There are currently two pre-designs of wearable robotic orthoses with two motors being concentric at the knee joint. Design of orthosis (Fig. 4 left) is based on composite materials, such as carbon fiber, which could be shaped to achieve ergonomic surfaces as on the CAD model below. Another advantage of such materials is indisputably strength/weight ratio, which could be very high compared to metallic materials. The alternative solution (Fig. 4 right) is based on cheaper metallic materials and cheaper manufacturing process.

Fig. 4
figure 4

Robotic orthosis composite and metallic variant

The final version of the design is modular, which means that modules with gearbox and motor can be easily replaced by joint with bearing. The orthosis can be easily adjusted for left or right leg and the motor is on outer side of the orthosis. The configuration of positive motion and other adjustment is made in configuration menu.

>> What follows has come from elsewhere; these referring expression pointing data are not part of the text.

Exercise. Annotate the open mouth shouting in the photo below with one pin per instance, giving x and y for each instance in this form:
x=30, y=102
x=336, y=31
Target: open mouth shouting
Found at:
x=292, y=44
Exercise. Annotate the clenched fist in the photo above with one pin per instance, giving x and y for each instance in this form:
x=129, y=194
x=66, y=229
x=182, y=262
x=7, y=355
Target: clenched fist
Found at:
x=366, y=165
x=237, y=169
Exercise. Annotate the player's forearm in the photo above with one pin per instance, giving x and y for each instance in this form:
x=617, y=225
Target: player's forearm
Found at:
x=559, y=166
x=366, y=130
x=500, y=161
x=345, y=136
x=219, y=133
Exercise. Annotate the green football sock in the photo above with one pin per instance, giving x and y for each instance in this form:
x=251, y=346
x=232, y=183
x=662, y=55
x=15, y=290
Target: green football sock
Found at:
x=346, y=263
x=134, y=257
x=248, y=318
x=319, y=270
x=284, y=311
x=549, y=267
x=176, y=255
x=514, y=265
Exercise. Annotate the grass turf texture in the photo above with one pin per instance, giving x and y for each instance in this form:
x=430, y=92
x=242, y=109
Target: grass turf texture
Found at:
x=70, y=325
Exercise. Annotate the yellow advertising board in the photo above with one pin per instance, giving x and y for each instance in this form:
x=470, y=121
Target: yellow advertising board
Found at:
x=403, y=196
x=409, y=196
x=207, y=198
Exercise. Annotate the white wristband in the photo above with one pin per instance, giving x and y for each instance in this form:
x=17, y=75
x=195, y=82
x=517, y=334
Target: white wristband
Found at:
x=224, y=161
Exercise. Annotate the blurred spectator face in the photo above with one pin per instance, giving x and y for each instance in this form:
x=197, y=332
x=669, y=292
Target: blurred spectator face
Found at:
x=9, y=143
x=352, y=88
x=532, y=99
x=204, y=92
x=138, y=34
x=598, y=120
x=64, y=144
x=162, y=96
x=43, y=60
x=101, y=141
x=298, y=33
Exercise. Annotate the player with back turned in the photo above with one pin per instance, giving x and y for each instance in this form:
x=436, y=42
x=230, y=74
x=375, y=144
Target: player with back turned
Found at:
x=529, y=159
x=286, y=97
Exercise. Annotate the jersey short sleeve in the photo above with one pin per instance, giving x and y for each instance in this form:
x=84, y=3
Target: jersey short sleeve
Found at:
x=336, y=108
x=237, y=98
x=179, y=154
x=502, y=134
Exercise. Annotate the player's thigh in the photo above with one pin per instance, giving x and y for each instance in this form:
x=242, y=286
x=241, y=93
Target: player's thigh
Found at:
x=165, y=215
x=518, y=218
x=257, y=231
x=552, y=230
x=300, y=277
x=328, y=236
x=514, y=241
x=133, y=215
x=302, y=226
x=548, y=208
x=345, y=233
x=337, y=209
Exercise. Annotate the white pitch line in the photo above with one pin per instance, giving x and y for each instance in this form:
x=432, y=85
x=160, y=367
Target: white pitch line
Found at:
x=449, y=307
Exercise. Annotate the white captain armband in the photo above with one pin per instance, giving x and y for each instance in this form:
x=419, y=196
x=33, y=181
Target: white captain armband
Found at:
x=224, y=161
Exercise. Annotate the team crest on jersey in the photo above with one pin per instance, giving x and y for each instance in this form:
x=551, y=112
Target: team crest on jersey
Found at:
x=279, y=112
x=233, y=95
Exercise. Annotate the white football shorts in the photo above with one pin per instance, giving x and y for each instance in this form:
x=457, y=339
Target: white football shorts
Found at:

5 Control of Rehabilitation Splint

The control algorithm has several operation modes. The first of them is simple passive mode. The splint is fixed to patient knee and after that the patient and physiotherapist set motion limits, the maximal flexion and extension. The limit values are displayed in HMI interface and can be freely modified.

The next operation mode is conventional motorized splint mode, where number of cycles is set. The velocity and acceleration of this motion can be adjusted according to patient feeling. The special feature is the continual torque measurement, where e.g. spasm can be detected.

The other operation mode is the releology diagnostic mode, where the load is applied to patient leg and the output data are torque characteristic of the knee.

This characteristic has hysteresis shape and the hysteresis can be used for performance description.

The multi task system is one feature of used PLC system, however in our case we use only two task. One for drive control via CANopen thru PDO objects. The basic configuration via SDO object is made in special program this program is in longer task. The visualization realized in 400 ms task class. The response of the visualization interface in not very impressive thanks to low computing power of PLC, where the visualization is processed in idle time. The key communication interface is CANopen. The Maxon Epos and used Maxon Epos2 used CANopen, Epos3 is EtherCAT based. The CANopen communication is quite simple and thanks to process data object are important data cyclically updated. The PDO configuration can be made inside Automation Studio.

6 Conclusion

The control software uses position control and torque diagnostic is made, the mechanical design is made in two variants. The manufacturing process in now in progress. The overall concept is validated in no load operation. In the future must there must be designed the battery pack and model is ready for higher model predictive control to utilize the orthosis to actual motion stereotype, walk, stairs and run.